Sanitäter an der Bahre
Gronds Roman über ein altes Donauhaus geht leider den Bach runter
Von Axel Klingenberg


Der Quantenphysiker Johan Nichol ist sowohl privat als auch beruflich unzufrieden. Nachdem er von einem etwas obskuren Kongreß der "Space Frontier Foundation" in Moskau zurückgekehrt ist, erfährt er durch das Internet vom Tod des bosnischen Physikers Nicola Sahli. Durch sein Interesse an diesem, gelinde gesagt, unorthodoxen Wissenschaftler gerät er in den Bannkreis von Leuten, die sich an der Schnittstelle zwischen Physik (Computertechnik) und Metaphysik (Esoterik) befinden. Sahli forschte nämlich an einem Energie erzeugenden Perpetuum Mobile, womit die Naturgesetze auf den Kopf gestellt worden wären. Als ihm dies nicht gelang, scheint er den Freitod gewählt zu haben.
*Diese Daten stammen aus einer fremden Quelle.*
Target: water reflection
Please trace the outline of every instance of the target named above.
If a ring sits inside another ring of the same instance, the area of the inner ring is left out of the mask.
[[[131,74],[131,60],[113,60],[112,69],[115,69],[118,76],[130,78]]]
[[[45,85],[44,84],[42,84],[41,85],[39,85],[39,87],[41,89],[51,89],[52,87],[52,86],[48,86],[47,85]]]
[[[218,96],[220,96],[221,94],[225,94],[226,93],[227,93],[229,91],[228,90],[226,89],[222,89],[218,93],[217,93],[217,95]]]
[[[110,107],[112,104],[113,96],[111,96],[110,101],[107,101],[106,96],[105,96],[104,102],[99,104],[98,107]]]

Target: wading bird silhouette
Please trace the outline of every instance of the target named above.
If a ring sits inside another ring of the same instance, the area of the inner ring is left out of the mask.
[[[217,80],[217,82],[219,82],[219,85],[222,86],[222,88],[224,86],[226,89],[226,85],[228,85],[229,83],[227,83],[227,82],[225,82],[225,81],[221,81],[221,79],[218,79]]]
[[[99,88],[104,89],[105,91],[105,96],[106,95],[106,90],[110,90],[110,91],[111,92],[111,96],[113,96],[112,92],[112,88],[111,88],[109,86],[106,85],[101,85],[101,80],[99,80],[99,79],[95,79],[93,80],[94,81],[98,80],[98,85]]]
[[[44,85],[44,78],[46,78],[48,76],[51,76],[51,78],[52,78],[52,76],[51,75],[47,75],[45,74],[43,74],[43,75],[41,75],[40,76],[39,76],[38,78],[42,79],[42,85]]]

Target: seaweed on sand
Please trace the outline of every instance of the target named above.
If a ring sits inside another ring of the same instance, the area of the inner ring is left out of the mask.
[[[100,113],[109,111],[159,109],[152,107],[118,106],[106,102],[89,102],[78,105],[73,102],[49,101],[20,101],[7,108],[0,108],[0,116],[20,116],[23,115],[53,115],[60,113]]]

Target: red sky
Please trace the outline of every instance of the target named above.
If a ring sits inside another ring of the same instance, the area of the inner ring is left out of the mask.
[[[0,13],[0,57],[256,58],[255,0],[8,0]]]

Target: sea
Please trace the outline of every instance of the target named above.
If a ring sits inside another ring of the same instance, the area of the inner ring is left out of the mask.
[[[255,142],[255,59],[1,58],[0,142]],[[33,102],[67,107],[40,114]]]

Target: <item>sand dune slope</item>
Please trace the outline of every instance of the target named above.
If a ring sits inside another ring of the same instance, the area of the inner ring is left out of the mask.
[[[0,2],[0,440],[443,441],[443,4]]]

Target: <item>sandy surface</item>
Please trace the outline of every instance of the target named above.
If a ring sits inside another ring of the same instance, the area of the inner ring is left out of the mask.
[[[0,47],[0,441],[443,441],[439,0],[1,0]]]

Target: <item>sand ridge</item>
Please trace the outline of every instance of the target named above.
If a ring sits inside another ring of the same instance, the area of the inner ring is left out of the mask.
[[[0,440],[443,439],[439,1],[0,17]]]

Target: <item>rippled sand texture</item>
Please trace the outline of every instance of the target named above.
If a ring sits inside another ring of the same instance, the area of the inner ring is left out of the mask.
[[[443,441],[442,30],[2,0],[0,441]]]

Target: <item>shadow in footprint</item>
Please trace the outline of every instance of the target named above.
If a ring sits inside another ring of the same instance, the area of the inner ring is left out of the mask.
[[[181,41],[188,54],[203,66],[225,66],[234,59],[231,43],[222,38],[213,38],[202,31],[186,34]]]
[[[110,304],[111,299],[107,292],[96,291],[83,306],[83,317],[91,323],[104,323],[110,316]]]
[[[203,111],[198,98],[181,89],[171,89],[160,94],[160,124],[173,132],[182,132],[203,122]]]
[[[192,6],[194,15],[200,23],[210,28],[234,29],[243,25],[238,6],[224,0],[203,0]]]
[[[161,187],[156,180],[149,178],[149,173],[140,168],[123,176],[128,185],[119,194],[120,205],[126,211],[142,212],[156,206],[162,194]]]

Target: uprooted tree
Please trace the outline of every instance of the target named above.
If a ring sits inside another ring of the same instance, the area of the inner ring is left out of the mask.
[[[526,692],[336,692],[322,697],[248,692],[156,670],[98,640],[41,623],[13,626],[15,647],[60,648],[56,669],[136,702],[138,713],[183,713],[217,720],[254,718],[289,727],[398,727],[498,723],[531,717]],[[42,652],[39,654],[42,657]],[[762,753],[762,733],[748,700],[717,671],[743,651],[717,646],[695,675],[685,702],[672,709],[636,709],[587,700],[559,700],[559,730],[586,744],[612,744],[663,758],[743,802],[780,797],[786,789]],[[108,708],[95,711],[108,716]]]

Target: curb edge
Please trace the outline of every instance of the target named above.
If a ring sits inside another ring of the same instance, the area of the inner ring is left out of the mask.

Auch Nichol ist sich bewusst, dass diese Idee nicht zu verwirklichen ist, aber er begibt sich für die Hintergründe zu interessieren. Gleichzeitig möchte er seinem Leben einen Sinn geben, weshalb er die Flucht nach vorn antritt und von Wien nach Sarajevo fährt, um dort das "Alte Donau Haus" zu besuchen, in dem Sahli gemeinsam mit anderen Menschen aus diversen Kulturkreisen aufgewachsen ist, bis der Krieg kam und solchen multikulturellen Träumen ein Ende bereitete. Hier lernt er die verschiedensten Leute kennen: einen Franziskanerpater, einen Moslem, eine Schamanin sowie einen Haufen von jungen Leuten, die sich mit dem (Über)leben in der Frontstadt arrangiert haben und aus Schrotteilen Roboter bauen.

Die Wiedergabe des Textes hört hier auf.